Le barrage de Bisri s’invite de façon suspecte dans les décisions gouvernementales

En pleines crises sanitaire, économique, financière... le cabinet de Hassane Diab ressuscite un projet qui a de plus en plus de détracteurs, suscitant un tollé.

Des manifestants portant une banderole sur laquelle on peut lire « Sauvez la vallée de Bisri », en septembre 2019. Photo d’archives ANI

L’annonce a pris de court personnalités politiques et membres de la société civile : dans le cadre des décisions prises à l’issue de sa réunion jeudi, le gouvernement de Hassane Diab a « réaffirmé que le projet du barrage de Bisri se poursuivrait ». Ce barrage, conçu en principe pour alimenter la capitale en eau dans l’une des plus belles vallées du Liban, entre Jezzine et le Chouf, suscite une vaste polémique depuis que les travaux ont été annoncés, pour des raisons d’ordre écologique, purement hydraulique (des experts contestent, documents à l’appui, que les réserves d’eau soient adéquates pour un barrage) ou encore culturel (étant donné la richesse du patrimoine).

Plus que la décision elle-même, c’est le timing qui a laissé les divers observateurs bouche bée : comment, en pleine crise de propagation du coronavirus au Liban et dans le monde, alors qu’une proportion grandissante de la population vit désormais grâce aux dons, que le gouvernement est en défaut de paiement de ses dettes et que la crise économique et financière continue de sévir… pense-t-on relancer un projet à plus de 600 millions de dollars à la moindre estimation ?

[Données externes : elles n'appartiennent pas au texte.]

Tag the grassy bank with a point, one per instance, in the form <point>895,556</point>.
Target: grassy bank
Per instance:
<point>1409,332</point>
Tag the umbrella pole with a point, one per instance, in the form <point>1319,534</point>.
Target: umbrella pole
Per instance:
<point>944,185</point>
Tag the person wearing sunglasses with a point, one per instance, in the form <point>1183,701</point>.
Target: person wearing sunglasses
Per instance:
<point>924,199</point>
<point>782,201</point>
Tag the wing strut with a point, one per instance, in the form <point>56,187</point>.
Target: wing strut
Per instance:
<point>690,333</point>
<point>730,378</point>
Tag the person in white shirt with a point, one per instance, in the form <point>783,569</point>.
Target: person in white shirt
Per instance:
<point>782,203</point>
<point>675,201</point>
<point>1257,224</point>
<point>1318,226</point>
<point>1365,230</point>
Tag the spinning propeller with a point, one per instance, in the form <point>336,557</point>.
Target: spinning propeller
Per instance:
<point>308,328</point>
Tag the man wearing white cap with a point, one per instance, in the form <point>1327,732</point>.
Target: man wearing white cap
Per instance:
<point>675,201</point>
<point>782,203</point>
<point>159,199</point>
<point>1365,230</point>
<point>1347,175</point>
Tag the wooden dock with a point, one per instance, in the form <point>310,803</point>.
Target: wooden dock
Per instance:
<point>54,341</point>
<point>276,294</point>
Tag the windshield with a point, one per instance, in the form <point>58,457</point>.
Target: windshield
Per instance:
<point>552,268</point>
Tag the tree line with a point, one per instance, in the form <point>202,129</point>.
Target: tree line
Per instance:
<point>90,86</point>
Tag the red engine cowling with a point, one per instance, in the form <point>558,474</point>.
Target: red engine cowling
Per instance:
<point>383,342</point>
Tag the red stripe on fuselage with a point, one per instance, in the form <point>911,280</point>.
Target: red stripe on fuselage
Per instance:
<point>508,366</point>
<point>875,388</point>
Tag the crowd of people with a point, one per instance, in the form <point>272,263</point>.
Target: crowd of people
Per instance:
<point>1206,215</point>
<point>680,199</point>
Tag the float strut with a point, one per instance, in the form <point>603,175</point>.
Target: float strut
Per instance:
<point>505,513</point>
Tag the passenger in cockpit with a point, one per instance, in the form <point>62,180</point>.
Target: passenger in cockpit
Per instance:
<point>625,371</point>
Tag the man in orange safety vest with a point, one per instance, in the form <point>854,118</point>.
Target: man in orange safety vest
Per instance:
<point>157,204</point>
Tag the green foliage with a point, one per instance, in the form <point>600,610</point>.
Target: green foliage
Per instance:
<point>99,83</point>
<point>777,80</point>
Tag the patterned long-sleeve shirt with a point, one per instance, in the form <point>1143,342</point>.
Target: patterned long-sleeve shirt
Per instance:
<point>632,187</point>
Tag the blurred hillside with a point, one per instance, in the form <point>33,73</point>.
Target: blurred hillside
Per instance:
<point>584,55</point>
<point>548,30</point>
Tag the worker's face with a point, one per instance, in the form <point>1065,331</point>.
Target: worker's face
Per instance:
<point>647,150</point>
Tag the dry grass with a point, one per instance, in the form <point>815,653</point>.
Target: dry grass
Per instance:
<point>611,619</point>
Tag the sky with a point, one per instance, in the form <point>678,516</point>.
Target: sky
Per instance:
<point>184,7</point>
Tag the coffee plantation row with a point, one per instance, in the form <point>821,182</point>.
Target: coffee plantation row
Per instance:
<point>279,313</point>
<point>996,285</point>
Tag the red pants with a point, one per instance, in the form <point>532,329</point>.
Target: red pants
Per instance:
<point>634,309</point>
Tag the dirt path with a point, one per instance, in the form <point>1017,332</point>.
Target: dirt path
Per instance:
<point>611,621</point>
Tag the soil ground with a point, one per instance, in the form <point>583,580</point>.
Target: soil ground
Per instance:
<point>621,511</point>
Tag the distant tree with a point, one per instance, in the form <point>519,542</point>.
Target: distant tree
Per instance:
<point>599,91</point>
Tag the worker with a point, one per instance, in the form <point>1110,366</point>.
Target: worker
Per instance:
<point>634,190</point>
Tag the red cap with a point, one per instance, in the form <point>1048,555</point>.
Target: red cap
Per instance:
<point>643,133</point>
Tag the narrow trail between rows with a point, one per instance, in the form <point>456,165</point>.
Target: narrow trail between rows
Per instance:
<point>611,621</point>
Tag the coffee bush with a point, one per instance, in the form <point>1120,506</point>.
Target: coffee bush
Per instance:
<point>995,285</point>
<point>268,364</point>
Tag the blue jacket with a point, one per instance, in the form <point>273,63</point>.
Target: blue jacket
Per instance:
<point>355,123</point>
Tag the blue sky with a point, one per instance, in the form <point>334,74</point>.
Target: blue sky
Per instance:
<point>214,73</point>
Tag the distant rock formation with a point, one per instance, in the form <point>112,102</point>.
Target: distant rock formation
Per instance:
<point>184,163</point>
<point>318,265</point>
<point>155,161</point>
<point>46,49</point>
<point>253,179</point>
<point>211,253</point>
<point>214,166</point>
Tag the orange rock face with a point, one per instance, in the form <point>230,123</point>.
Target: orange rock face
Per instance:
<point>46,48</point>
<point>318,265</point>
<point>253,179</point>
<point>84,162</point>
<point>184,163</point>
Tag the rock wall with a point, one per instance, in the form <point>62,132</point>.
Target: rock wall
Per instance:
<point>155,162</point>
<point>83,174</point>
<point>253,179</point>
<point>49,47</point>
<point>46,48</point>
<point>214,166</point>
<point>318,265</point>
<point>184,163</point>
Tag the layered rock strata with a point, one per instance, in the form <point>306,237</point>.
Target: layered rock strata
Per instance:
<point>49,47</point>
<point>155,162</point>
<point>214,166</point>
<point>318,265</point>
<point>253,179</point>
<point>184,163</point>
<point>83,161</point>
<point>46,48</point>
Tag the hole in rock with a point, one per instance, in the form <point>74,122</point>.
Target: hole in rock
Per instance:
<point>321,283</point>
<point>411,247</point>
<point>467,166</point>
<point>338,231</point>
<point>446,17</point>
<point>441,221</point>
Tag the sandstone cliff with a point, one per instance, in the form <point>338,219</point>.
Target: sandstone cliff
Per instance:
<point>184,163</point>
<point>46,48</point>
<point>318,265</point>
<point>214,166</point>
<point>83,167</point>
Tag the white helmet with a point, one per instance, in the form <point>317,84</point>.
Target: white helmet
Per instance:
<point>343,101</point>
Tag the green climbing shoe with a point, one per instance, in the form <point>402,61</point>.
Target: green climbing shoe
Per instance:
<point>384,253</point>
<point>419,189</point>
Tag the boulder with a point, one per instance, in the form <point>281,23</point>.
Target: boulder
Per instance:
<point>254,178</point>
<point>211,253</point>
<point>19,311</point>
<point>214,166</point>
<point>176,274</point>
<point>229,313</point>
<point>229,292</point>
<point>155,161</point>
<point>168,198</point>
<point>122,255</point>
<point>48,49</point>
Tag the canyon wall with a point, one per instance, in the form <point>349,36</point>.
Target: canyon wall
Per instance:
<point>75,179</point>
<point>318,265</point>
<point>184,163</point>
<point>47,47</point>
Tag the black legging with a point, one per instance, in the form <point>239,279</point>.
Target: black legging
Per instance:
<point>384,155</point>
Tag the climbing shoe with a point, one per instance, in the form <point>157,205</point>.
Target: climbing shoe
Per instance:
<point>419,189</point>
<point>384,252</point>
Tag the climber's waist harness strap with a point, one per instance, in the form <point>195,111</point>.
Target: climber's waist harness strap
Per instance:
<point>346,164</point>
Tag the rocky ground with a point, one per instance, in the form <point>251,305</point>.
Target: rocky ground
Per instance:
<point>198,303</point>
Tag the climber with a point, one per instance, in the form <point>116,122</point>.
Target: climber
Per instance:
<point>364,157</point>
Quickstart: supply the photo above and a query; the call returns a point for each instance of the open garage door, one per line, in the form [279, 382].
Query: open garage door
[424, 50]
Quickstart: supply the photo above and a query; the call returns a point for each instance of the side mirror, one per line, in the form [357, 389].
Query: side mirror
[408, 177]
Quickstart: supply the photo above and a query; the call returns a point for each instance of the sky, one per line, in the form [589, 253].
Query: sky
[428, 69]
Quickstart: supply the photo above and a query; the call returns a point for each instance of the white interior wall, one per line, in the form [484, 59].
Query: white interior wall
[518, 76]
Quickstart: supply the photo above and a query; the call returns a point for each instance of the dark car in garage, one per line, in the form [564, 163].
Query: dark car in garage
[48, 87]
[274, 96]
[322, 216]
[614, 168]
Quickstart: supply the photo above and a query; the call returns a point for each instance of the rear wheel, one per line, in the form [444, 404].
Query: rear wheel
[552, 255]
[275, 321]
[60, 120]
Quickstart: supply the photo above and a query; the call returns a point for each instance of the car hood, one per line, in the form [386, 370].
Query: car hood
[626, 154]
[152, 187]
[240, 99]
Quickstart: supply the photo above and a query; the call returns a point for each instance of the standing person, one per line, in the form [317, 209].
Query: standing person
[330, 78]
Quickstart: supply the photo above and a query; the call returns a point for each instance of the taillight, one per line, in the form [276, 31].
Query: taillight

Le ministre de l’Énergie Raymond Ghajar était injoignable hier. Selon le communiqué du gouvernement publié jeudi, « le Conseil des ministres a écouté l’exposé du ministre de l’Énergie et de l’Eau concernant la progression des travaux au niveau du barrage de Bisri ». « Il a été décidé de poursuivre la réalisation de ce projet conformément aux décisions gouvernementales, décrets et lois précédents, ainsi qu’aux contrats déjà signés, au regard de l’importance stratégique (de ce barrage) pour l’approvisionnement en eau du Grand Beyrouth », poursuit le texte. Le communiqué annonce également la création d’une commission ministérielle avec pour mission de « s’assurer de la conformité des indemnités écologiques aux normes internationales ».

Le projet du barrage de Bisri est principalement financé par un prêt de la Banque mondiale (BM) et conçu pour alimenter la capitale en eau avec un stockage estimé à 125 millions de mètres cubes (une probabilité que contestent de nombreux experts). Le projet avait été annoncé comme devant coûter un peu plus de 600 millions de dollars, mais, suivant une source qui suit de près le dossier, le budget réel atteindra non moins de 1,2 milliard, et 997 millions seraient d’ores et déjà réservés à cet effet.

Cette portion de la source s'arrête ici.